In the Agrovoc tree (left) a child relation between two nodes stands for a skos:narrower relation, in the AgronomicTaxon tree (left), it stands for a direct agro:hasLowerRank relation. In the DBpedia tree (right), a child has a dbo:genus relation with the dbr:Triticum taxon. In AgronomicTaxon (center), the species are the direct children of Triticum and the subspecies are the children of the species. In Agrovoc, all subtaxa of Triticum have a specie rank. There are no subspecies. In DBpedia, there is no rank distinction between the sub-taxa of a genus. DBpedia is not as fine-grained as AgronomicTaxon so the class agro:SpecyRank has no equivalence in DBpedia. In the alignment, it is subsumed in correspondence (9) of Table 1. Therefore the rewritten query will return all taxa below Triticum.
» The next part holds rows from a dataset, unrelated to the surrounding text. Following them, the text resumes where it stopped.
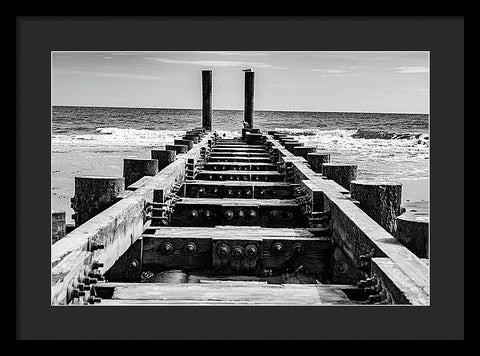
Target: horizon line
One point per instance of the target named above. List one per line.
(268, 110)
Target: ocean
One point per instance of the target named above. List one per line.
(94, 141)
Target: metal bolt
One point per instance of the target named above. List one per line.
(132, 264)
(223, 250)
(238, 252)
(228, 214)
(76, 293)
(96, 265)
(273, 215)
(297, 248)
(251, 250)
(190, 248)
(166, 248)
(96, 246)
(93, 300)
(277, 248)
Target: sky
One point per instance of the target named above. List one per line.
(291, 81)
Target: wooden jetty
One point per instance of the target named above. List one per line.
(250, 220)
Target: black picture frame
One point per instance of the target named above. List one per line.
(442, 36)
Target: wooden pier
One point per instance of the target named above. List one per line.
(250, 220)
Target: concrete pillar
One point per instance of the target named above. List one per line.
(380, 200)
(316, 161)
(207, 100)
(164, 157)
(134, 169)
(343, 174)
(95, 194)
(58, 225)
(249, 97)
(302, 151)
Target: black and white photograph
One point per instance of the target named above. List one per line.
(240, 178)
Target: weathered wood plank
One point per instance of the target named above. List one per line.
(116, 229)
(228, 292)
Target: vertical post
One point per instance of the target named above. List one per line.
(249, 94)
(207, 100)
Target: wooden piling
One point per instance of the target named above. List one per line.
(412, 230)
(95, 194)
(289, 145)
(134, 169)
(302, 151)
(207, 100)
(316, 161)
(343, 174)
(380, 200)
(177, 148)
(58, 225)
(249, 97)
(188, 143)
(164, 157)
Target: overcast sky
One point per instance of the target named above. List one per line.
(294, 81)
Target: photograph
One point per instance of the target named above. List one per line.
(240, 178)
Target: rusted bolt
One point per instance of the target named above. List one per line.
(95, 275)
(132, 264)
(96, 265)
(166, 248)
(88, 281)
(277, 248)
(76, 293)
(273, 215)
(96, 246)
(93, 300)
(297, 248)
(190, 248)
(228, 215)
(238, 252)
(251, 250)
(223, 250)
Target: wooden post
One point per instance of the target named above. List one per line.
(58, 225)
(249, 95)
(164, 157)
(177, 148)
(381, 201)
(134, 169)
(343, 174)
(95, 194)
(290, 144)
(207, 100)
(302, 151)
(316, 161)
(188, 143)
(412, 231)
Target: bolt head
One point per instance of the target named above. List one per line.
(190, 248)
(228, 214)
(238, 252)
(166, 248)
(223, 250)
(277, 248)
(251, 250)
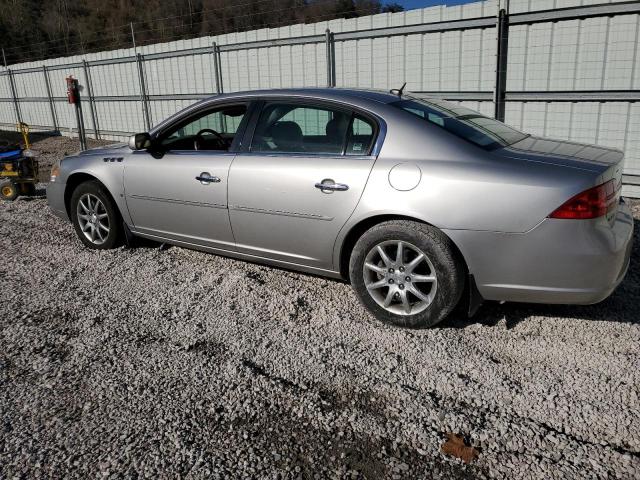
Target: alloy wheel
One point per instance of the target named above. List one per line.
(93, 218)
(400, 277)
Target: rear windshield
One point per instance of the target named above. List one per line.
(482, 131)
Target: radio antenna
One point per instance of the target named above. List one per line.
(399, 91)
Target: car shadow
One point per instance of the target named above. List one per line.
(621, 306)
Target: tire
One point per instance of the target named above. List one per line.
(8, 190)
(95, 217)
(415, 292)
(27, 189)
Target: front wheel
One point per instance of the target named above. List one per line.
(95, 217)
(406, 273)
(8, 190)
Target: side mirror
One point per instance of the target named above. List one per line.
(140, 141)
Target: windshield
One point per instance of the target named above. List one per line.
(467, 124)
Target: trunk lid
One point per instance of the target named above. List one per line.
(604, 162)
(563, 153)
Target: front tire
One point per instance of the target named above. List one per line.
(8, 190)
(406, 273)
(95, 216)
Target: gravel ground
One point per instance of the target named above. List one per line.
(173, 363)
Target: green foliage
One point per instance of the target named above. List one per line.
(32, 30)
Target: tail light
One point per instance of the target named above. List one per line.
(593, 203)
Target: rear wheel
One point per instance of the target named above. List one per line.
(406, 273)
(95, 217)
(8, 190)
(28, 189)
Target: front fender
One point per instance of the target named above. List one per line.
(74, 170)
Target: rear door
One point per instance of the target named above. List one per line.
(301, 179)
(178, 189)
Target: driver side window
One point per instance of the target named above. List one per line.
(209, 130)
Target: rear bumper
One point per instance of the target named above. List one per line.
(55, 199)
(559, 261)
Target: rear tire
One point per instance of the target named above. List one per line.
(8, 190)
(406, 273)
(27, 189)
(95, 217)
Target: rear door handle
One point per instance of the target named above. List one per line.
(206, 178)
(328, 185)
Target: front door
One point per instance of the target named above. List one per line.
(178, 189)
(307, 167)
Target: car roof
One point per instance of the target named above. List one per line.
(319, 93)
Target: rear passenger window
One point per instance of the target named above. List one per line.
(360, 137)
(294, 128)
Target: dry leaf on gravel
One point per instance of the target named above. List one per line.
(456, 447)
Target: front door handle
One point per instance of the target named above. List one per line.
(328, 185)
(206, 178)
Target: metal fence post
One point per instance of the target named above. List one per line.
(331, 65)
(14, 96)
(216, 67)
(502, 47)
(143, 92)
(52, 107)
(92, 106)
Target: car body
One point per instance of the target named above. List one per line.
(492, 200)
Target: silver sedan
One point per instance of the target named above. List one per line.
(420, 204)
The result of this query emphasises the granularity heterogeneity between datasets. It also shows the complementarity of the sources as some sub-taxa of Triticum only appear in DBpedia and some only in AgronomicTaxon.

6 Conclusion

We presented the use of complex alignments for a SPARQL rewriting approach applied to agronomic LOD sources. This evaluation of this approach highlights a few points. First of all, the agronomic ontologies of the LOD are heterogeneous and simple alignments are not always expressive enough to provide interoperability between them. Secondly, LOD datasets contain complementary information based on how they are populated (IN3-4, Fig. 3). A SPARQL rewriting approach based on complex alignments can show good results in information crossing depending on the nature of the query. Queries expecting a part of ontology as a result or using the structure of the query itself will not give good results with complex alignments (IN1). The granularity heterogeneity between ontologies will affect the semantic equivalence between two queries (IN5).This should be in mind when using the rewriting approach. Because of the scope heterogeneity between ontologies, some queries cannot be rewritten. The missing information of a dataset can affect the results of a query (e.g. DBpedia in IN2).

A few downsides can be stressed and shall be addressed in future works. First of all, the automatically obtained queries are not optimised for performance because of the triple by triple rewriting approach. This is an issue when querying large-scale datasets such as DBpedia. (m:n) correspondences are not processed by SPARQL query rewriting systems yet. A global interpretation of the SPARQL query, instead of a triple-by-triple process could be a solution to both problems. Another issue pointed out in IN1, is that the expected answer to a query can be a class in a dataset (agro:GenusRank) or an instance in another one (agovoc:c_11125). There still is no formalisation of this kind of correspondence (class-instance).